Consecrated Communion

“Whenever we receive Communion, we enter into communion with the Holy Trinity. Did anybody ever tell you that? With each reception of Holy Communion, we experience, already here on earth, the same divine activity that we will one day experience in all its fullness in heaven—the divine activity of love eternally taking place within the Trinity . . . God wants to live his triune life in us. We are called to be dwelling places for the Holy Trinity and to enter into a personal relationship with each of the persons in God.”
— Vinney Flynn, p. 27-8
AN EXCERPT FROM, 7 Secrets of the Eucharist

I bow at the rail, , my knees bend and rest on the old cushions that has supported the knees of thousands of saint and worshippers. I clasp my hands together with my thumbs making the sign of the cross. I hold my head up as the celebrant comes my way.  I open my mouth wide, for I do not even dare touch the sacred bread. The celebrant puts the bread in my mouth.
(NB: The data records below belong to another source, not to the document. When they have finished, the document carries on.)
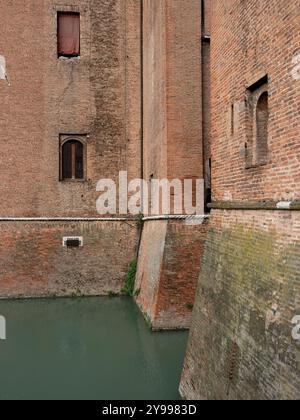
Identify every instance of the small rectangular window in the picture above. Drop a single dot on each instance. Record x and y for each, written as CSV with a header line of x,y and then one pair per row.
x,y
68,34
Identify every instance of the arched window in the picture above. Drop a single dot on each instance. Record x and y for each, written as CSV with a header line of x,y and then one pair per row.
x,y
262,122
72,161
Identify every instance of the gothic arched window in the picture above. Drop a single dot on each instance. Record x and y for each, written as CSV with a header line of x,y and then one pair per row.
x,y
262,123
72,160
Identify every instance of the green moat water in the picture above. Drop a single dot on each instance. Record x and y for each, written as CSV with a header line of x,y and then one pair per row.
x,y
91,348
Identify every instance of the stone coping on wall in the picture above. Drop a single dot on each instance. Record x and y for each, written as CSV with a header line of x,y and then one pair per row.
x,y
104,219
256,205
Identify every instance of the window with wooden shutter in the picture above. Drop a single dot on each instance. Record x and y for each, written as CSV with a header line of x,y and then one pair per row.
x,y
68,34
72,160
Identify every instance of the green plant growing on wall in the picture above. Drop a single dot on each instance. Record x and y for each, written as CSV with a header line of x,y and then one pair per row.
x,y
128,289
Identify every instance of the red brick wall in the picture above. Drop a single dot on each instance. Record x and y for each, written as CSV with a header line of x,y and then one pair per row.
x,y
170,252
99,95
34,262
241,344
168,270
251,39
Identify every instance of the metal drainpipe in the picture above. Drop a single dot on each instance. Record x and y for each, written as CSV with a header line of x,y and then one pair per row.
x,y
142,118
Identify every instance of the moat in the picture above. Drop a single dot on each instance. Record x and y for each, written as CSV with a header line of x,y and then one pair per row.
x,y
86,348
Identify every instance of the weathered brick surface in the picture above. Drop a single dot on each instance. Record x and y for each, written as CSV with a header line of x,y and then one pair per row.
x,y
33,261
241,344
98,95
170,251
168,270
249,40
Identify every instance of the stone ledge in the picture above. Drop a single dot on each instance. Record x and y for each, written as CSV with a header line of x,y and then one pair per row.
x,y
256,205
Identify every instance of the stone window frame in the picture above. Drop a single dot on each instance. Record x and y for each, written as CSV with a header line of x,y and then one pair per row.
x,y
63,139
253,95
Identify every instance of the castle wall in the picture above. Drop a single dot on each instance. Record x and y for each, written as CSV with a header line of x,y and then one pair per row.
x,y
170,252
241,344
97,95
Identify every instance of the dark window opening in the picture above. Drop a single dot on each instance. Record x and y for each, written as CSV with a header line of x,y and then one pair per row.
x,y
262,117
73,243
72,160
68,34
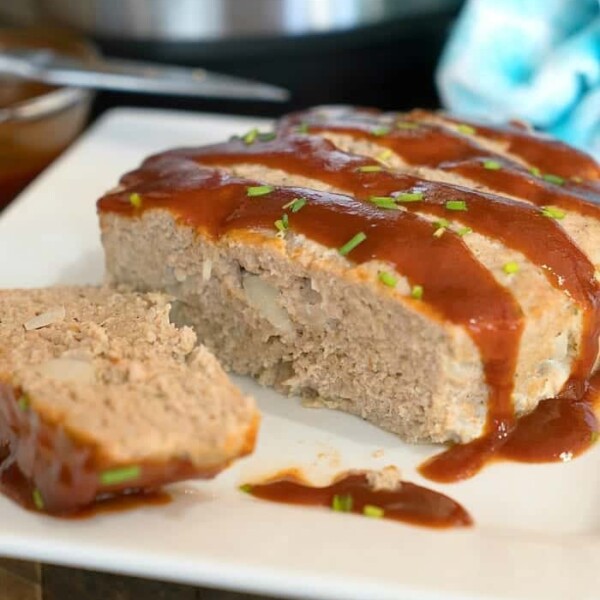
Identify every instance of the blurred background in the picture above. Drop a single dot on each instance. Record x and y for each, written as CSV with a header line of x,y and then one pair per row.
x,y
370,52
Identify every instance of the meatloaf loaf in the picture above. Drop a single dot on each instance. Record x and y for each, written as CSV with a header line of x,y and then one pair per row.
x,y
432,276
100,394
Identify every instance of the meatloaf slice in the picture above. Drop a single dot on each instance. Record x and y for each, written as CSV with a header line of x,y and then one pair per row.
x,y
428,303
100,395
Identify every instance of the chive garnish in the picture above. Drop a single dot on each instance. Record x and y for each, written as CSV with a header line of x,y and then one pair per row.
x,y
380,131
416,292
466,129
384,202
553,212
23,402
267,137
511,267
375,512
441,226
409,197
282,225
342,503
387,279
295,205
370,168
38,499
135,200
406,125
359,238
120,475
456,205
250,137
385,155
259,190
556,179
492,165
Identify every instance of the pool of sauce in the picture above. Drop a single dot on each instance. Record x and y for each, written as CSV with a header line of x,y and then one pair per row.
x,y
457,289
408,503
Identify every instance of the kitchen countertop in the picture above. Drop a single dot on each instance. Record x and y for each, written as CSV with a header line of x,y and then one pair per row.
x,y
34,581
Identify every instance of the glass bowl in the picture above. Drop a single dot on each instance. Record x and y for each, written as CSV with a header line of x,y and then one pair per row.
x,y
37,122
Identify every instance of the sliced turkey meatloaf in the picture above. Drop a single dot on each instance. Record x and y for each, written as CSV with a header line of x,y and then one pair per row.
x,y
100,394
329,262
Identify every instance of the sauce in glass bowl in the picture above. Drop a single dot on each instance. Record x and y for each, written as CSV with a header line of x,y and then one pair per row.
x,y
37,121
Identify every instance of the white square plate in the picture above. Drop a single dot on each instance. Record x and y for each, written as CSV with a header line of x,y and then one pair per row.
x,y
537,526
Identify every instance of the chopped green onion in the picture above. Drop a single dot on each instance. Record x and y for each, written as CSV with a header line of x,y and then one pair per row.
x,y
267,137
380,131
359,238
409,197
557,180
553,212
511,267
250,137
492,165
385,155
282,224
387,279
295,205
370,168
342,503
375,512
456,205
259,190
466,129
441,225
121,475
136,200
406,125
416,292
38,500
384,202
23,402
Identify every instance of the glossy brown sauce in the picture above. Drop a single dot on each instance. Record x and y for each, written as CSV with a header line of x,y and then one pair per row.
x,y
216,203
438,147
458,287
408,503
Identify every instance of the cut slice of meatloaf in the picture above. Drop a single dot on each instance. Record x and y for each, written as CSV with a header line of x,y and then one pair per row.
x,y
431,308
100,394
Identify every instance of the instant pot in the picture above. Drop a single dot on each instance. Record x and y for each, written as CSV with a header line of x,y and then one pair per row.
x,y
378,52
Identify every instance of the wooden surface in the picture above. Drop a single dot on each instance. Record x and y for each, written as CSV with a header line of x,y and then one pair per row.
x,y
32,581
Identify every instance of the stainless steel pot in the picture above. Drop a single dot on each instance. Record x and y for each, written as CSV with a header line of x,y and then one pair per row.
x,y
203,20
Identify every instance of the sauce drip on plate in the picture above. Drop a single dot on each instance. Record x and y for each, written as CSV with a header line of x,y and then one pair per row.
x,y
354,493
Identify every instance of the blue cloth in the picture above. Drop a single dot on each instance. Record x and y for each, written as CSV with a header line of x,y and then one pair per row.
x,y
536,60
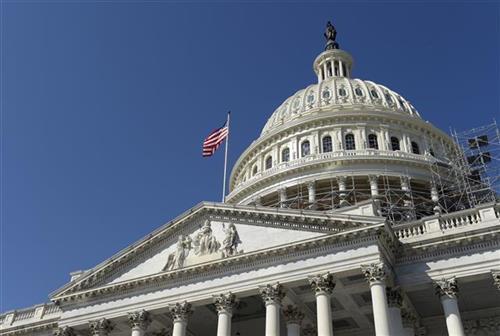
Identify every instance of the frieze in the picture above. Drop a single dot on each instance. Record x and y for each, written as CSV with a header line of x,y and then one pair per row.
x,y
252,259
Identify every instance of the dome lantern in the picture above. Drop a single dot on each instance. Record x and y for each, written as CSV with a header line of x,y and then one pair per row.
x,y
333,62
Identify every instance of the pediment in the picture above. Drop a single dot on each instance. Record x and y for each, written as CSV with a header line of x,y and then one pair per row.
x,y
210,233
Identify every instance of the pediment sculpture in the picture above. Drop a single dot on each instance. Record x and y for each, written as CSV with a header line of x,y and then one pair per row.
x,y
203,247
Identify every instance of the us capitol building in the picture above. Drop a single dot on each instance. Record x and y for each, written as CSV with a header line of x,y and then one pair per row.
x,y
342,220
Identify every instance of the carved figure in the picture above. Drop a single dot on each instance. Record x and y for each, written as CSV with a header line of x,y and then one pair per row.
x,y
230,243
177,258
204,242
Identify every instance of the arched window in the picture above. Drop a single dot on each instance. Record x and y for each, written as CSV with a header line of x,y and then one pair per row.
x,y
254,170
395,143
327,144
285,155
414,148
372,141
269,162
305,148
350,144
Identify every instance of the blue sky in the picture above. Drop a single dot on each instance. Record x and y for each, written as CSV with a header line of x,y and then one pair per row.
x,y
105,105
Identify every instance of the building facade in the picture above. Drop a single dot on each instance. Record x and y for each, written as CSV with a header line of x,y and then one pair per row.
x,y
334,225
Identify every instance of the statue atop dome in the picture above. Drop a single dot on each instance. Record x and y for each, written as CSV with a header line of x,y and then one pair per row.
x,y
330,36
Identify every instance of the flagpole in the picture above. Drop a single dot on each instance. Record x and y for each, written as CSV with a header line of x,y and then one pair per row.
x,y
225,159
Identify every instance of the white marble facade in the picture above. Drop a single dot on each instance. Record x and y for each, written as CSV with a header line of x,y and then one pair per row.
x,y
241,268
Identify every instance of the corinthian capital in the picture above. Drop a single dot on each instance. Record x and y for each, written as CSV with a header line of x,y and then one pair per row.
x,y
224,303
394,297
272,293
64,331
496,278
374,272
100,327
293,315
139,319
180,311
446,287
322,284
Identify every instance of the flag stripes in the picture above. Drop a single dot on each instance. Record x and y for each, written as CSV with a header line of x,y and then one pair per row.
x,y
214,139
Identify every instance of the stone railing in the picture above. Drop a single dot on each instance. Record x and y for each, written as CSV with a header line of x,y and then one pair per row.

It is bread, but it is also more. It is a mystery. Father, Son, and Spirit are there.

In joy, I chew the bread. It is a gift I do not deserve. I am aware one of the celebrants thinks I should not be there. He judges me. I feel sorry for him. He thinks I should come to him and apologize. He has let a dark spirit move him and there is little I can do but pray for him.  He eyes me with a”how dare you” look. He believes he can read people, know their hearts. I trust the Scripture, “Search me, O God, and know my heart; test me and know my thoughts.” (Ps. 139:23 NRS)  Thus I gladly take communion.

Now, another celebrant is bring a large goblet toward me. This is the cup of the new covenant,  If ever “wine was the gift of God that gladdens the hearts of men,” this wine is pure joy. It is the cup of the new covenant. The celebrant offers me the cup. I take hold of the goblet on the side and help the celebrant tip the cup so I might receive a simple taste of all of what the wine means. Joy and consolation fill me soul. I stand and return to the place I was sitting in this marvelous old structure made for such services as this.

We end the Mass with a word of unified prayer and a few other words from one of the celebrants. I get up to leave knowing I have been in the presence of the Holy One, the divine Trinity, Father, Son, and Spirit. I am leaving with a sense of joy which they have given me. My current struggle in this world is currently difficult, but each holy day, each time the mass is said, each Sunday, I can receive from God this gift. What greater joy can there be in this life.